| There seems to be a spectacular underestimation of the amount of training data humans experience. Not only does socialised human intelligence require at least a decade of formal education, but it also spends a lot of time in a complex 3D environment which is literally hands-on. It's true some of the meta-structures predispose certain kinds of learning - starting with 3D object constancy, mapping, simple environmental prediction, and basic language abstraction. But that level gets you to advanced animal sentience. The rest needs a lot of training. For example - we can recognise objects in photographs, but I strongly suspect we learn 3D object recognition first - most likely with a combination of shape/texture/physics memory and modelling - and then add 2D object recognition later, almost as a form of abstraction. Human intelligence is tactile, physical, and 3D first, and abstracted later. So it seems strange to me to be trying to make AI start with abstractions and work backwards. |
Furthermore, for other kinds of human knowledge, the learning process is very rarely based on data. After the acquisition of language, we generally seem to learn much more by analogy and deduction than by purely analyzing data. The difference is evident, since we can often pick up facts with a single datapoint, even in small children in kindergarten.

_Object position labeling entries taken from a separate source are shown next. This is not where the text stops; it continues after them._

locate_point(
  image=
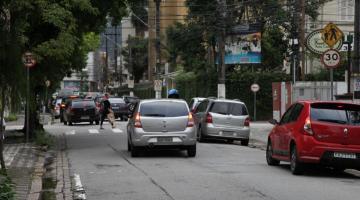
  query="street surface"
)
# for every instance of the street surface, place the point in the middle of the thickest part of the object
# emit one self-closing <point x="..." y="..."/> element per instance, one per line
<point x="219" y="170"/>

Also, getting back to your point on how we start AI - if you try to take a neural network and throw 3D sensor data at it, and immediately start using its outputs to modify the environment those sensors are sensing, I suspect you will not get any meaningful amount of learning. You probably need a very complex model and set of initial weights to have any chance of learning something like 3D objects and their basic physics (weight, speed and hwo those affect their predicted position). I would at least bet that you wouldn't get anywhere near, say, kitten accuracy in one month of training.
Related to 3D objects vs 2D, I completely agree.